The Aboriginal rights pioneer and Yowies founder passed away peacefully, aged 66, at John Hunter Hospital hospital on Wednesday.
But his legacy will live on through the countless Aboriginal organisations he was instrumental in founding, a generation of leaders he mentored and the Aboriginal flag that flies proudly above Newcastle’s council chambers.
‘‘I’m so proud to think where he came from to what he became,’’ Abie Wright said of a father who grew up at a time when Aboriginal people were not recognised as citizens, and who devoted his life to their advancement.
‘‘His family was his heart and his soul, but he was also a leader who led with his actions. He touched so many people, not even us, his family knew,’’ his son said.
Jimmy Wright’s childhood was tough and nomadic. He attended 13 schools as the family moved between the fringes of suburbia and the bush, before leaving school altogether in year eight.
His dedication to the principles of respect made up for what he lacked in formal education as he pursued justice for his people.
He became an Aboriginal and Torres Strait Islander Commission Many Rivers Region commissioner; he was the first chief executive of the Awabakal Aboriginal Cooperative; founder of Yarnteen Aboriginal and Torres Strait Islanders Corporation and Yowies Sporting Association.
He was instrumental in 1977 in making City of Newcastle the first Australian council to fly an Aboriginal flag and was the driving force behind the establishment of local Aboriginal land councils.
One of his most loved proteges, Sean Gordon, said uncle Jimmy was the epitome of good leadership.
‘‘He was able to sit at the highest level of political affairs but still be very grounded in the community, and in caring for individuals,’’ the chief executive of the Darkinjung Local Aboriginal Land Council said.
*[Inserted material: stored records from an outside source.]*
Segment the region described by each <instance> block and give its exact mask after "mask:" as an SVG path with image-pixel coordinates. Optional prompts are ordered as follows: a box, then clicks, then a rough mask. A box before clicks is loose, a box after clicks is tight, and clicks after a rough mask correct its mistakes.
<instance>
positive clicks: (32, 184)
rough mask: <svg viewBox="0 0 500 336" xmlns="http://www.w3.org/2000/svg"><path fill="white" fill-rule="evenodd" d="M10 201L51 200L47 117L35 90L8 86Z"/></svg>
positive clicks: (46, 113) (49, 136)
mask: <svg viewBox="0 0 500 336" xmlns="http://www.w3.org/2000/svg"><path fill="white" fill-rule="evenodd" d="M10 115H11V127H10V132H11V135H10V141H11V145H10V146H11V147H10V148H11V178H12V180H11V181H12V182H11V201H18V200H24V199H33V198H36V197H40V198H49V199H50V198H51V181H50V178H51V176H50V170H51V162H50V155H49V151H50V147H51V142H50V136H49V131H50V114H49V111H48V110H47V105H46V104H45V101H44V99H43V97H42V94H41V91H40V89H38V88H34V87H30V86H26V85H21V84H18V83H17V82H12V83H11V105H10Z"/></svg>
‘‘There would be thousands of people who could tell stories of how he supported them in their most desperate time of need.’’
Uncle Jimmy’s extensive contribution to public affairs is reflected in the words of state and federal politicians who have come forward to offer condolences to Jimmy’s wife and six sons.
Federal member for Newcastle Sharon Claydon said his five decade long contribution could not be underestimated.
‘‘His vision and determination for equality for all Indigenous Australians enriched the opportunity and the lives of thousands,’’ Ms Claydon said.
Federal minister for Indigenous Affairs Nigel Scullion said, ‘‘I had the privilege to meet uncle Jimmy and I know his guidance and inspiration will be missed in many communities across NSW, particularly in the Hunter and Many Rivers regions.’’
Jimmy Wright’s funeral will be held at Newcastle City Hall on Tuesday at 12pm.